I think this also points to a fundamental epistemological issue, one even broader than goal-representation. It’s possible that two models disagree on representation, but agree on all object level claims—think of using different coordinate systems. Because terminology issues can cause mistakes, I’d suggest that agents with non-shared world models can only reliably communicate via object-level claims.
The implication for AI alignment might be that we need AI to either fundamentally model the world the same way as humans, or need to communicate only via object-level goals and constraints.
It seems like there’s a difference between the two cases. If I write a program to take the CRT, and then we both take it, and we both get the same score (and that isn’t a perfect score), because it solved them the way I solve them, that doesn’t sound like misalignment.
The misalignment here is between you and the CRT, and reflects your model being misaligned with the goal / reality. That’s why I’m calling it a principal alignment failure—even though it’s the program / mesa-optimizer that fails, the alignment failure is located in the principal, you / the base optimizer.
Separate from my other comment, I want to question your assumption that we must worry about an AI-takeoff that is exponentially better than humans at everything, so that a very slight misalignment would be disastrous. That seems possible, per Eliezer’s Rocket Example, but is far from certain.
It seems likely that instead there are fundamental limits on intelligence (for a given architecture, at least) and while it is unlikely that the overall limits are coincidentally the same as / near human intelligence, it seems plausible that the first superhuman AI system still plateaus somewhere far short of infinite optimization power. If so, we only need to mitigate well, instead of perfectly align the AI to our goals.
I’ll start by noting that I am in the strange (for me) position of arguing that someone is too concerned about over-optimization failures, rather than trying to convince someone who is dismissive. But that said, I do think that the concern here, while real, is mitigable in a variety of ways.
First, there is the possibility of reducing optimization pressure. One key contribution here is Jessica Taylor’s Quantilizers paper, which you note, that shows a way to build systems that optimize but are not nearly as subject to Goodhart’s curse. I think you are too dismissive. Similarly, you are dismissive of optimizing the target directly. I think that the epistemological issues you point to are possible to mitigate to the extent that they won’t cause misalignment between reality and an AI’s representation of that reality. Once that is done, the remaining issue is aligning “true” goals with the measured goals, which is still hard, but certainly not fundamentally impossible in the same way.
Second, you note that you don’t think we will solve alignment. I agree, because I think that “alignment” presupposes a single coherent ideal. If human preferences are diverse, as it seems they are, we may find that alignment is impossible. This, however, allows a very different approach. This would optimize only when it finds Pareto-improvements across a set of sub-alignment metrics or goals, to constrain the possibility of runaway optimization. Even if alignment is possible, it seems likely that we can specify a set of diverse goals / metrics that are all aligned with some human goals, so that the system will be limited in its ability to be misaligned.

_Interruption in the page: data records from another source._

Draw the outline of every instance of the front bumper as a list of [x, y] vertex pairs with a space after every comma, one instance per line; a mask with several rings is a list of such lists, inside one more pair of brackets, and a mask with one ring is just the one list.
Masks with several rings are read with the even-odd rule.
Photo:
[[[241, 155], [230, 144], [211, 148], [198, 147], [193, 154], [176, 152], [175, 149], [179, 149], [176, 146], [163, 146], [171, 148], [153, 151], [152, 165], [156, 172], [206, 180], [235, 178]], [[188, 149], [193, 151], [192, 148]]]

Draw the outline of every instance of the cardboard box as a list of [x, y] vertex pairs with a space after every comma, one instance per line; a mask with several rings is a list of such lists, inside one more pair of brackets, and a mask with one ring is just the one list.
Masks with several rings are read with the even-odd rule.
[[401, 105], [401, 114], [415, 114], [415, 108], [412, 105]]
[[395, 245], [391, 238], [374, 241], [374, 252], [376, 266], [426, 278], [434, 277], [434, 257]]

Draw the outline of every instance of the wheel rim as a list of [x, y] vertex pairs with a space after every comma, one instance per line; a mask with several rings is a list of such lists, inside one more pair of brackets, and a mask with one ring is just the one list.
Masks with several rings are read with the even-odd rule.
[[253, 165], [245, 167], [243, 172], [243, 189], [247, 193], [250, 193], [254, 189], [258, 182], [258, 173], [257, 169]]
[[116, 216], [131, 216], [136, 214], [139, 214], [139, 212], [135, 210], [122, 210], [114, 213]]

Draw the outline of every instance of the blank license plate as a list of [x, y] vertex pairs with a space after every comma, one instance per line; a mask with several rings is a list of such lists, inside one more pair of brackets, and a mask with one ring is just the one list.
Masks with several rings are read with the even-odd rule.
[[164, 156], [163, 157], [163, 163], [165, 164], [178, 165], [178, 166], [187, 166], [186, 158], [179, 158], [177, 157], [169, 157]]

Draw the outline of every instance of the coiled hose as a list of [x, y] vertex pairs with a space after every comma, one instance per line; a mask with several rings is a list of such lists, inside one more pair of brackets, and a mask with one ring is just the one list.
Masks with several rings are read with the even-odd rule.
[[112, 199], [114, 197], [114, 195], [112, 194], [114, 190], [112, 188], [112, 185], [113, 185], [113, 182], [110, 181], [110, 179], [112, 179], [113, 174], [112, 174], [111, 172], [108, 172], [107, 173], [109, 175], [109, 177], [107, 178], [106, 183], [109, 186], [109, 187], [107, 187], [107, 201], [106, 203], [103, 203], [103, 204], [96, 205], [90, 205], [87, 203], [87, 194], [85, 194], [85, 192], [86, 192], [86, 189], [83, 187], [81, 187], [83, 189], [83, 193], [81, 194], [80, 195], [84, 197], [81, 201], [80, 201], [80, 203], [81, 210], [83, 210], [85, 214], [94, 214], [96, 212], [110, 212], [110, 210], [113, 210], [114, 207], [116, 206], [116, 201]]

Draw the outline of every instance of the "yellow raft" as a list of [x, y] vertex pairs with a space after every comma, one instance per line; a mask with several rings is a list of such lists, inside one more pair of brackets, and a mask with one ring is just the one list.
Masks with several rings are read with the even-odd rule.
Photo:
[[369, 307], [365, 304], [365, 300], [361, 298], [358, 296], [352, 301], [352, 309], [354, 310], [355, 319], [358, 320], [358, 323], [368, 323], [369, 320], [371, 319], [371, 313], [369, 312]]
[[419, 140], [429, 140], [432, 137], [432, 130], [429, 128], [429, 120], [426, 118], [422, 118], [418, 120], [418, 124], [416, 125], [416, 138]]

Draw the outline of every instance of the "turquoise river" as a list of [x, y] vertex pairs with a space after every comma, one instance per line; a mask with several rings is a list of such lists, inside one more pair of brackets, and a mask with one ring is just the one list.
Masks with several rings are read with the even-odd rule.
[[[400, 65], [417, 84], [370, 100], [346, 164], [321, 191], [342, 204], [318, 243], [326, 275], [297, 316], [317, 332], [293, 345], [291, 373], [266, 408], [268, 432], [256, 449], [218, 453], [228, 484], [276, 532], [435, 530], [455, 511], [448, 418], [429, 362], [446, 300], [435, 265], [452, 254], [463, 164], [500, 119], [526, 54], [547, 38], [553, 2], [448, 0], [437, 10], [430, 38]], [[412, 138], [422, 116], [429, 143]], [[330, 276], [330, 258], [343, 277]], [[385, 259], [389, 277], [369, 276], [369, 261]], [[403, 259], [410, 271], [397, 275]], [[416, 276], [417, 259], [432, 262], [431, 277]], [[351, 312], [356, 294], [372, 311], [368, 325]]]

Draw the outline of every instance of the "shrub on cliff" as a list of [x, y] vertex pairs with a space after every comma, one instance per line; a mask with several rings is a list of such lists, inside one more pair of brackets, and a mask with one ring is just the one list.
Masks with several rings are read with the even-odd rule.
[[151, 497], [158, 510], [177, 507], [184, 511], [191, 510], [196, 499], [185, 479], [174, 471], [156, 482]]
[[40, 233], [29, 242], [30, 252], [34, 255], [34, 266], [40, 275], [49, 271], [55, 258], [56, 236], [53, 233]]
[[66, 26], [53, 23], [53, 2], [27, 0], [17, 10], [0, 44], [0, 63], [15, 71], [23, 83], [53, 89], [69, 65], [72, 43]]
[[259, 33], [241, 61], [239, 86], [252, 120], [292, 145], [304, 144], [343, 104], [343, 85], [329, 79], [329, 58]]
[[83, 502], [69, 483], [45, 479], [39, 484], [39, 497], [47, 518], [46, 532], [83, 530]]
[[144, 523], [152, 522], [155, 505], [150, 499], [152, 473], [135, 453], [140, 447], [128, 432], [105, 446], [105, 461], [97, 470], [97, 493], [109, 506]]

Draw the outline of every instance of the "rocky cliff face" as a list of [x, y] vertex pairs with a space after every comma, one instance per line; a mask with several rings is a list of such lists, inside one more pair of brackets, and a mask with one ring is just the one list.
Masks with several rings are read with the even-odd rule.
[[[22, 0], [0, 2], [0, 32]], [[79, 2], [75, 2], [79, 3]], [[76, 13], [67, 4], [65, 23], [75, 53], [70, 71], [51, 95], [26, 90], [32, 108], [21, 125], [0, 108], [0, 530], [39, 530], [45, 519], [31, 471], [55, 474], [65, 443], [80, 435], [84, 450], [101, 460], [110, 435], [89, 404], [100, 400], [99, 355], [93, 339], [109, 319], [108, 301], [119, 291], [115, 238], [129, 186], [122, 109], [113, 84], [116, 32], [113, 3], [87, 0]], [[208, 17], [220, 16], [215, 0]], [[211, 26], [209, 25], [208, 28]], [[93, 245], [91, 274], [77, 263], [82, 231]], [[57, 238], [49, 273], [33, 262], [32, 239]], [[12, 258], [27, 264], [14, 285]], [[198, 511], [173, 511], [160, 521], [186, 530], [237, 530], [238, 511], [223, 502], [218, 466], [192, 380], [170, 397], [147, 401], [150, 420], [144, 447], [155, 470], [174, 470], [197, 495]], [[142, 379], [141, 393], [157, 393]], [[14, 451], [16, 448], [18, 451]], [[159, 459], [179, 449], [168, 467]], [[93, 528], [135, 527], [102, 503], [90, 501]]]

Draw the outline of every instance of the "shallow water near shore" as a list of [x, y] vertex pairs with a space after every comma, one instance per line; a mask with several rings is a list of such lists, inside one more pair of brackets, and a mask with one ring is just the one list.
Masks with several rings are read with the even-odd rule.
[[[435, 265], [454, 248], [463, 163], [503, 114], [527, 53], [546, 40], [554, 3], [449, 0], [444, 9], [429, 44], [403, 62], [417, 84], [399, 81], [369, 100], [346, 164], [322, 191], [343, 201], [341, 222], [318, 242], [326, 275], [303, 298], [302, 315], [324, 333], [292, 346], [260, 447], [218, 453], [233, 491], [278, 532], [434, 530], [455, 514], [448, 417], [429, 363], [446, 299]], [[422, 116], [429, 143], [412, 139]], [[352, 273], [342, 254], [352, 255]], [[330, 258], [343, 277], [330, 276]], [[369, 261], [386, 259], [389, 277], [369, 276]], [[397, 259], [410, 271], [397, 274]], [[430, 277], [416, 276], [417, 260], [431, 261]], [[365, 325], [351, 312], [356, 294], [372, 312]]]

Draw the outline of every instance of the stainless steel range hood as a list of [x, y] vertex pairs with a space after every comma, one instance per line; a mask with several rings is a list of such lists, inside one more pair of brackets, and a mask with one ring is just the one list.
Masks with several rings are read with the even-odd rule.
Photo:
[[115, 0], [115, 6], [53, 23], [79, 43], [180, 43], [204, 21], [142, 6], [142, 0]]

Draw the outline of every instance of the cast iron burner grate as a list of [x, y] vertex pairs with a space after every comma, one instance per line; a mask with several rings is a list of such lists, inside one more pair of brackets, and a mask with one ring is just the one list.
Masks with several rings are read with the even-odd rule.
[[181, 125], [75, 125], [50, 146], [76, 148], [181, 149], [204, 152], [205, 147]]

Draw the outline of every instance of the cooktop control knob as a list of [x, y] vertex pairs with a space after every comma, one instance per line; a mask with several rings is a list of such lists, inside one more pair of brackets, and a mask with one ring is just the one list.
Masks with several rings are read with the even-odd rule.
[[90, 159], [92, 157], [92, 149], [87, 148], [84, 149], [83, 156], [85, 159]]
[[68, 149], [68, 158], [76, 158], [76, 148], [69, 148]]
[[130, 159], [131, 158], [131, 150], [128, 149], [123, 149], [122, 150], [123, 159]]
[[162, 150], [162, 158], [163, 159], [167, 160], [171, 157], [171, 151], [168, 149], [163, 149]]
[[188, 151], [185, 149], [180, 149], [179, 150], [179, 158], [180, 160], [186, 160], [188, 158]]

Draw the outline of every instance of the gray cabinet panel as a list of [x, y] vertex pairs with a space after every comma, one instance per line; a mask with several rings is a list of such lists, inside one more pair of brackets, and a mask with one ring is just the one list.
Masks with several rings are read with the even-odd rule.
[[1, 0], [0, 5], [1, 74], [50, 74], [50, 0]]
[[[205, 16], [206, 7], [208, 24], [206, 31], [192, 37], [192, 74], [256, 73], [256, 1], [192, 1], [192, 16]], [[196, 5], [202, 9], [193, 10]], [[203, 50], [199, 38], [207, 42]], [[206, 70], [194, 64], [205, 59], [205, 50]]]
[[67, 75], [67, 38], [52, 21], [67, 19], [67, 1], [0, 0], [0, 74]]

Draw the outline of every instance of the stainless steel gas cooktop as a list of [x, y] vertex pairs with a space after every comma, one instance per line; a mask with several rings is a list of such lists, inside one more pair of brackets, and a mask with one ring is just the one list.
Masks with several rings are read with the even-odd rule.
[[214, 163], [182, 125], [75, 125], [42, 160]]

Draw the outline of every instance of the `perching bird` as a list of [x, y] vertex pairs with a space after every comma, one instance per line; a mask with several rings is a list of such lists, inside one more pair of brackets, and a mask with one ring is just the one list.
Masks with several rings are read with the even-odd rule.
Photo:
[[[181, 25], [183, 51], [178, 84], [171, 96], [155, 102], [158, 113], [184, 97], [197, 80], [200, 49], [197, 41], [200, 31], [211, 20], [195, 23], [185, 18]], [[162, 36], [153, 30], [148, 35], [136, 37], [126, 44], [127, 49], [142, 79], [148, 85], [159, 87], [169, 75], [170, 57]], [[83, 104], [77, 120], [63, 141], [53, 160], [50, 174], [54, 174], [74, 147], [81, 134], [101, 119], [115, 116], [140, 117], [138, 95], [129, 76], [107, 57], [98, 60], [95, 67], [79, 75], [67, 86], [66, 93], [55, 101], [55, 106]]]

Lastly, there is optimization for a safe and very limited goal. If the goal is limited and specific, and we find a way to minimize side-effects, this seems like it could be fairly safe. For example, Oracle AIs are an attempt to severely limit the goal. More broadly, however, we might be able to build constraints that work, so that it that can reliably perform limited tasks (“put a strawberry on a plate without producing any catastrophic side-effects.”)
This is very interesting—I hadn’t thought about utility aggregation for a single agent before, but it seems clearly important now that it has been pointed out.
I’m thinking about this in the context of both the human brain as an amalgamation of sub-agents, and organizations as an amalgamation of individuals. Note that we can treat organizations as rationally maximizing some utility function in the same way we can treat individuals as doing so—but I think that for many or most voting or decision structures, we should be able to rule out the claim that they are following any weighted combination of normalized utilities of the agents involved in the system using any intertheoretic comparison. This seems like a useful result if we can prove it. (Alternatively, it may be that certain decision rules map to specific intertheoretic comparison rules, which would be even more interesting.)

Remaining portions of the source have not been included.